Over a month since we last had a staycation, another hotel popped up online that looked worth the effort to try out. The oldest hotel in all the Netherlands is in Bergen op Zoom, and like wandering magi we were able to stay for a night last weekend.

Unmissable on the Grote Markt close to the main church and standing right next to the old city hall, it’s in a prime location any hotel operator would find enviable. In these unsure times, anything to stand out in the crowd helps and being as accessible to as many people as possible is the best thing to hope for – given the right price that is. So it was with anticipation that I hoped for a good first impression. We got a mixed bag unfortunately and sad to say the 600-year old ‘Dragon’ in the beginning came up short.


Owing to that small city affordability factor, we went ahead and booked a suite and maybe prematurely expected one. After the 90-minute drive to Bergen and eventually finding the hotel’s tricky, hidden parking lot, we were face to face with an attractive, well-maintained historic hotel on the very quiet grand square. Surprisingly they had a reception desk that wasn’t up to snuff – no-nonsensely modern and perfunctory but was manned by pleasant staff who seemed to know what to do.


We benefited from an early check, went to the room and for a second stood slack-jawed, any goodwill from getting a room earlier than usual washed away by the mediocrity in front of us. Greeted by a lackadaisical view of townhouse roofs at the back of the building, we were given one large room – not the definition of a suite – that lacked character it was better-suited for a Holiday Inn, and definitely not that of a Grand Hotel. It did have a bath though. After showing incredulity when the receptionist confirmed we did indeed get a suite (it’s the same size of a suite, she said), we went to have our much-awaited lunch that offered only Michelin-level dining, an approach that seemed to dismiss that we are in the midst of a pandemic, which of course added to Teko’s visible and audible disappointment.

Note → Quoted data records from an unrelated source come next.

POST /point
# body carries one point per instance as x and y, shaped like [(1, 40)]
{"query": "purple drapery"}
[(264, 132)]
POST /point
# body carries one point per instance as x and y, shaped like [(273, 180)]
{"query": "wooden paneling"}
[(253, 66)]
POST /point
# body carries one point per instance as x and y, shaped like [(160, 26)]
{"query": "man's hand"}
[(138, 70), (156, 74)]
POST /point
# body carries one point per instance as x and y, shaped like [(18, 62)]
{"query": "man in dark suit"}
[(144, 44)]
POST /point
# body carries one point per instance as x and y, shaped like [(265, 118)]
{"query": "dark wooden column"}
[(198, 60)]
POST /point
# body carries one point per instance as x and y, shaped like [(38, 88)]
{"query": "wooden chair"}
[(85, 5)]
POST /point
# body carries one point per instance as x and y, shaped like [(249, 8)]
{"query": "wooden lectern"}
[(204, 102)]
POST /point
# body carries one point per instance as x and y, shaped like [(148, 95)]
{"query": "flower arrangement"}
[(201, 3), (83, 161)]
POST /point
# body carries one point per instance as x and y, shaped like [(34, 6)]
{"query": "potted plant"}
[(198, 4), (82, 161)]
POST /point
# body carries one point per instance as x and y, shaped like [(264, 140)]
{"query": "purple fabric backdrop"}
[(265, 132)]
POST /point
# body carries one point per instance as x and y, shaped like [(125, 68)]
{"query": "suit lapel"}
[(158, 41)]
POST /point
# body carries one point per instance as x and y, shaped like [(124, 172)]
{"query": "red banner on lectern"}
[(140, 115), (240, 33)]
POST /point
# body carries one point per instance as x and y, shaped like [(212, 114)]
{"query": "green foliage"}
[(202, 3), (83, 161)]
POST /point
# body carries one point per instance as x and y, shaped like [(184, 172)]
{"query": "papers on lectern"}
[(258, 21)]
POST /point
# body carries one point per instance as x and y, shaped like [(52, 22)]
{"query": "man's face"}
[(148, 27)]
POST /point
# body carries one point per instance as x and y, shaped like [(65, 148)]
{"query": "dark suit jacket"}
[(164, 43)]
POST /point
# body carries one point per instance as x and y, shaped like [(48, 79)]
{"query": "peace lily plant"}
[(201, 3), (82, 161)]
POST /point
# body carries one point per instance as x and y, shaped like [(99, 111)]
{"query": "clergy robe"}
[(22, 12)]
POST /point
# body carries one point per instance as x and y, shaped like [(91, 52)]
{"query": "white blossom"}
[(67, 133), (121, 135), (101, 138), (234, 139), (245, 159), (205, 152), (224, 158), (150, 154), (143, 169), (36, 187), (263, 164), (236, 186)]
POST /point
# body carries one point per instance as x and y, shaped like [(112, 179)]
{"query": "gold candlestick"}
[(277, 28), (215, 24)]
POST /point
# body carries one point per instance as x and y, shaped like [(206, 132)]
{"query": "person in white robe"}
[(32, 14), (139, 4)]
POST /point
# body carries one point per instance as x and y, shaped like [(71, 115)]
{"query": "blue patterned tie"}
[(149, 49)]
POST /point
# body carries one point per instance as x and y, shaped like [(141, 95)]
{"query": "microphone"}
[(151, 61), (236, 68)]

Luckily, while we were sitting for lunch, the same reception staff saved the day by offering us the choice of moving, offering us not one but two other rooms – real suites this time – to choose from. Consequently we still had a backside view from our room but it wasn’t as bad, a separate sitting area this time, a large bed, and the much-requested bath. From then on it was smooth sailing.


Lunch that day and dinner that night were sheepishly on the indulgent side, overly so if we weren’t already in the holiday season. Surprisingly the next day there was a buffet spread for breakfast – what pandemic? – that was above expectation if not a bit disconcerting.


It was a long-thought out process to get there, with a lot of if’s and but’s, that ultimately became a mini-break come true. The final verdict given our predilections is that the four-star Grand Hotel de Draak was on the onset wanting, quick enough to act when necessary, for the most part satisfying, and when all was paid and done, from the staff to the meals to the suite, proved to be a worthwhile experience. While the idea that a hotel can date all the way back to 1397 is mind-boggling, for any 14th century inn to morph into what is now a grand hotel is an achievement that can also be considered superlative, and an experience we’re lucky to have been part of.